# How do you find the points on the ellipse 4x^2+y^2=4 that are farthest from the point (1,0)?

Sep 19, 2014

Let $\left(x , y\right)$ be a point on the ellipse $4 {x}^{2} + {y}^{2} = 4$.

$\Leftrightarrow {y}^{2} = 4 - 4 {x}^{2} \Leftrightarrow y = \pm 2 \sqrt{1 - {x}^{2}}$

The distance $d \left(x\right)$ between $\left(x , y\right)$ and $\left(1 , 0\right)$ can be expressed as

$d \left(x\right) = \sqrt{{\left(x - 1\right)}^{2} + {y}^{2}}$

by ${y}^{2} = 4 - 4 {x}^{2}$,

$= \sqrt{{\left(x - 1\right)}^{2} + 4 - 4 {x}^{2}}$

by multiplying out

$= \sqrt{- 3 {x}^{2} - 2 x + 5}$

Let us maximize $f \left(x\right) = - 3 {x}^{2} - 2 x + 5$

$f ' \left(x\right) = - 6 x - 2 = 0 R i g h t a r r o w x = - \frac{1}{3}$ (the only critical value)

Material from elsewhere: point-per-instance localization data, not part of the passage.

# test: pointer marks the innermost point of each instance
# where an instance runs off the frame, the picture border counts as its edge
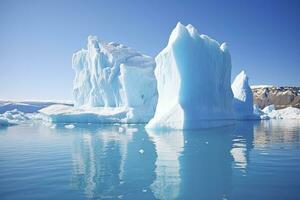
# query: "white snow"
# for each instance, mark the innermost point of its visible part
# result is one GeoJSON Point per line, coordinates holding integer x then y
{"type": "Point", "coordinates": [141, 151]}
{"type": "Point", "coordinates": [12, 117]}
{"type": "Point", "coordinates": [243, 98]}
{"type": "Point", "coordinates": [193, 80]}
{"type": "Point", "coordinates": [27, 106]}
{"type": "Point", "coordinates": [114, 76]}
{"type": "Point", "coordinates": [261, 86]}
{"type": "Point", "coordinates": [108, 115]}
{"type": "Point", "coordinates": [70, 126]}
{"type": "Point", "coordinates": [268, 109]}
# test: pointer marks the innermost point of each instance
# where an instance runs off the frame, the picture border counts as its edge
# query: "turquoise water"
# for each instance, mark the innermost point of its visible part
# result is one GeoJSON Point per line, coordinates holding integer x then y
{"type": "Point", "coordinates": [247, 161]}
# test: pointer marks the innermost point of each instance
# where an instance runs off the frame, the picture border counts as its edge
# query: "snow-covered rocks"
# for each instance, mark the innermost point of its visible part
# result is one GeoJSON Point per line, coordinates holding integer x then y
{"type": "Point", "coordinates": [112, 75]}
{"type": "Point", "coordinates": [286, 113]}
{"type": "Point", "coordinates": [243, 98]}
{"type": "Point", "coordinates": [193, 80]}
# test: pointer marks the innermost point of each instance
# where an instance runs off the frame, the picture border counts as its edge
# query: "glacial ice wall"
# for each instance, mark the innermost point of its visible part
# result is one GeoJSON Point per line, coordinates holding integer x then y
{"type": "Point", "coordinates": [243, 98]}
{"type": "Point", "coordinates": [113, 75]}
{"type": "Point", "coordinates": [193, 80]}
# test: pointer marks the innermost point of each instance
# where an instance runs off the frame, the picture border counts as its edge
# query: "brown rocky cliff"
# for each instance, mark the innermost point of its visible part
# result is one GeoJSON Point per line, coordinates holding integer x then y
{"type": "Point", "coordinates": [281, 97]}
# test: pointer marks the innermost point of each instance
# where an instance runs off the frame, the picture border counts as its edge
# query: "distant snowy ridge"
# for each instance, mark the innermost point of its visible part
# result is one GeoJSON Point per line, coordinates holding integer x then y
{"type": "Point", "coordinates": [280, 97]}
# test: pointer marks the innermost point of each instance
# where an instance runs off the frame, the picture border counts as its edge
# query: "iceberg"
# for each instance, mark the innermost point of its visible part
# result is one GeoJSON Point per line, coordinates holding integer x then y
{"type": "Point", "coordinates": [113, 84]}
{"type": "Point", "coordinates": [12, 117]}
{"type": "Point", "coordinates": [193, 75]}
{"type": "Point", "coordinates": [243, 98]}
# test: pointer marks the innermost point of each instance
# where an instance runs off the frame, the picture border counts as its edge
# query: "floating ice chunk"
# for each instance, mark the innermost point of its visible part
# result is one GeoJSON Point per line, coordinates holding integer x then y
{"type": "Point", "coordinates": [243, 98]}
{"type": "Point", "coordinates": [193, 80]}
{"type": "Point", "coordinates": [12, 117]}
{"type": "Point", "coordinates": [70, 126]}
{"type": "Point", "coordinates": [268, 109]}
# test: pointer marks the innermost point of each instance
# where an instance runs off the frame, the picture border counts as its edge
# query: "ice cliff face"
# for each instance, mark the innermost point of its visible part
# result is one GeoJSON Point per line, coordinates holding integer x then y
{"type": "Point", "coordinates": [112, 75]}
{"type": "Point", "coordinates": [193, 80]}
{"type": "Point", "coordinates": [243, 97]}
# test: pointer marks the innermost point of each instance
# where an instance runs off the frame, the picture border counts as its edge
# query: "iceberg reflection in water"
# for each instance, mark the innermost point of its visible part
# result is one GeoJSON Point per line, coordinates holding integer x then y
{"type": "Point", "coordinates": [245, 161]}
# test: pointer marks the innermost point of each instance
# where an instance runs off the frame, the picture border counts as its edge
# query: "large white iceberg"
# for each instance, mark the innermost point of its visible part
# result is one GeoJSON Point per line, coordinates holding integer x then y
{"type": "Point", "coordinates": [193, 80]}
{"type": "Point", "coordinates": [113, 83]}
{"type": "Point", "coordinates": [243, 98]}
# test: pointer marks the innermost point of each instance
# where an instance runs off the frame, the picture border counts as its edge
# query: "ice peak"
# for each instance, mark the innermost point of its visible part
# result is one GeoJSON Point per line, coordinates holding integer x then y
{"type": "Point", "coordinates": [224, 47]}
{"type": "Point", "coordinates": [93, 42]}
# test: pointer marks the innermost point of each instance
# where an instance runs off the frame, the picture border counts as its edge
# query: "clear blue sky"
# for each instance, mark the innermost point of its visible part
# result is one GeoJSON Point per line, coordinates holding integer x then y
{"type": "Point", "coordinates": [37, 38]}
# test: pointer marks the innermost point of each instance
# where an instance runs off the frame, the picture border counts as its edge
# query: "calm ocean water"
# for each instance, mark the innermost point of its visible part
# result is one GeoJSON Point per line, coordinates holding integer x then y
{"type": "Point", "coordinates": [251, 160]}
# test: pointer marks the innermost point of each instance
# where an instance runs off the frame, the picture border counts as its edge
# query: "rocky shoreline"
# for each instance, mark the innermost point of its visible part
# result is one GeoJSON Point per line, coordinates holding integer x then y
{"type": "Point", "coordinates": [280, 97]}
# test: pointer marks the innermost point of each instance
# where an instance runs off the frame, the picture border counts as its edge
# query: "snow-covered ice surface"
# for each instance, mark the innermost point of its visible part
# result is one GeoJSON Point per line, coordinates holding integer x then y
{"type": "Point", "coordinates": [28, 106]}
{"type": "Point", "coordinates": [243, 98]}
{"type": "Point", "coordinates": [12, 117]}
{"type": "Point", "coordinates": [193, 80]}
{"type": "Point", "coordinates": [70, 114]}
{"type": "Point", "coordinates": [115, 79]}
{"type": "Point", "coordinates": [260, 86]}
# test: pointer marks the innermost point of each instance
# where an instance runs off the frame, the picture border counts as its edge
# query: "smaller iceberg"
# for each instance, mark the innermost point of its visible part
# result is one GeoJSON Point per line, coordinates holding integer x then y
{"type": "Point", "coordinates": [13, 117]}
{"type": "Point", "coordinates": [243, 98]}
{"type": "Point", "coordinates": [113, 84]}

$f ' ' \left(x\right) = - 6 R i g h t a r r o w x = - \frac{1}{3}$ maximizes $f \left(x\right)$ and $d \left(x\right)$

Since $y = \pm 2 \sqrt{1 - {\left(- \frac{1}{3}\right)}^{2}} = \pm \frac{4 \sqrt{2}}{3}$,

the farthest points are $\left(- \frac{1}{3} , \pm \frac{4 \sqrt{2}}{3}\right)$.